For Neto, his reappearance possessed the wow factor. There’d been little talk of a return. No comeback date down on paper. So, when the Portuguese appeared on the teamsheet for the visit of Leicester City, there was an air of surprise, and with nine minutes to go, he got the moment he’d been dreaming of – what had been at the forefront of his mind for ten gruelling months, which were now behind him.

Neto said: “It felt unbelievable the moment I arrived. I said to my family that it gave me goosebumps, when I went on to the pitch and started to hear my name from the crowd, it was unbelievable. It was a unique moment. I know the ten months that I spent out of the pitch, when I came in, it was worth everything.

“It’s unbelievable. Even when I was injured, sometimes I left my car on the car park and had to go through the fans to go to the stadium, and the support was unbelievable.
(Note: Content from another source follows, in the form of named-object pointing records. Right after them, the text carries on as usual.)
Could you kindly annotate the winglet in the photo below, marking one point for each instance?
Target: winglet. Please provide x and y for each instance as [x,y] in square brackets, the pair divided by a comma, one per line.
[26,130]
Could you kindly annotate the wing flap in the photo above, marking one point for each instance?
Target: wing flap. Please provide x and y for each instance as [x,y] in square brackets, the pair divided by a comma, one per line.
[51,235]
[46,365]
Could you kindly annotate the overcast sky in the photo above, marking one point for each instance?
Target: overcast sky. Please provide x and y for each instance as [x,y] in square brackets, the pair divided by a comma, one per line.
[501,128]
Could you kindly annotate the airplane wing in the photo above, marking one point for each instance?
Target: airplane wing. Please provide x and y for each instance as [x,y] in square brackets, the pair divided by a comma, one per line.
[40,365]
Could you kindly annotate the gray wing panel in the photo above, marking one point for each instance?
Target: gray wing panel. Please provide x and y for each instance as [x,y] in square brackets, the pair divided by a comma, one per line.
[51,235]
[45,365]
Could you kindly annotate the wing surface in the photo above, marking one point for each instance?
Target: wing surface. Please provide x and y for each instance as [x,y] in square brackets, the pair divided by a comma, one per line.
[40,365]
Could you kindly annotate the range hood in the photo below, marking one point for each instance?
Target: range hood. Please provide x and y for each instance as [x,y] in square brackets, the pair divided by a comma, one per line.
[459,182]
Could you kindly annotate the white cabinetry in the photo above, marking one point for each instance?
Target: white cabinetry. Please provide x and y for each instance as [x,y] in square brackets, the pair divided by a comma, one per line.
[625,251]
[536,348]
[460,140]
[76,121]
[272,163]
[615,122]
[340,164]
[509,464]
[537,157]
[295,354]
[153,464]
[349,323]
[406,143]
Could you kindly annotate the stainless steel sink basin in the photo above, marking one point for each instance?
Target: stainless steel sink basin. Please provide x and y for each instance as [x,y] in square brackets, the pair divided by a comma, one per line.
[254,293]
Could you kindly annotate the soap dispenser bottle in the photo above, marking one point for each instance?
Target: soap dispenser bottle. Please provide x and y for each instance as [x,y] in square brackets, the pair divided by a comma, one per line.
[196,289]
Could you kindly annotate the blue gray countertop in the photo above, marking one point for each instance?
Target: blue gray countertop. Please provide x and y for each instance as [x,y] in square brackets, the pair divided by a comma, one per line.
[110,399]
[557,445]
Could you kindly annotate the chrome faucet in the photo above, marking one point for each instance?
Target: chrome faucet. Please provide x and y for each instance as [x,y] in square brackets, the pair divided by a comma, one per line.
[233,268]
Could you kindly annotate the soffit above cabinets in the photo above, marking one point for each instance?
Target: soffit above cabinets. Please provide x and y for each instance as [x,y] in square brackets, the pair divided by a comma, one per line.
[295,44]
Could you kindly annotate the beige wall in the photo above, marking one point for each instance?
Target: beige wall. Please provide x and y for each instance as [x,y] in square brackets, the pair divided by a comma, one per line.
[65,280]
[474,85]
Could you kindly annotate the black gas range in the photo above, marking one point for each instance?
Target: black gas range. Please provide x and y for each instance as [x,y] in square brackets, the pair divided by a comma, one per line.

Even when I was injured, they said they want me back and the reception I got was unbelievable, so I am thankful for all of that and all of them. I play football and the fans are one of the reasons we play football, because without them, it will not be the same, and for the fans of Wolves, I have to thank them because they made this club my home and I felt very happy because of them.

“During the 10 months it was very difficult, and I worked very hard. I had difficult times but now I’m back and I’m very happy. I will do my work every day and I am here to help. My mentality, as I always say, is to be the best. I am here to help the team to give my best and play my football. I want to enjoy my football.”

This calendar year ends in Qatar with the World Cup, and for both Jonny and Neto, a carrot has been dangled. Both are full internationals, with Neto scoring on his Portugal debut and Jonny making three appearances in 2018, during the infant months of his Wolves career. However, that gap of nearly four years has simply increased his hunger to return to the national stage.

On Spain, Jonny said: “The players who go to the national team are doing well, without injuries. They did well in the Euros and have now qualified for the World Cup. I try to improve every day with Wolves, but also myself, and why not go back to the national team? I know it’s difficult, but it’s a goal for me, to go there, but I know for this I need to think about Wolves, every day work a lot, and who knows? My goal is this and I’ll fight.”

Like Jonny, the way Neto will attract the attention of Portugal manager Fernando Santos is with performances for Wolves, with whom he signed a new long-term contract in March. At Stamford Bridge in early May, making only his second start of the season, Neto looked back to his old self, likewise at Anfield on the final day. He was a nuisance for defenders, was confident when running at players and got off the mark for the season on Merseyside. The 22-year-old was back enjoying himself.

“It’s in our mindset to believe. This team is always like this. We work hard to win the games. It was a very good game [at Anfield]. We did a very good job here and we had quite a few chances to score. We could have been 2-0 after Leander’s chance, but what a game.”

As Molineux bid farewell to another Premier League season, all with a Wolves affiliation will be relieved it’s ended with two of the most popular members of the squad back firing on all cylinders.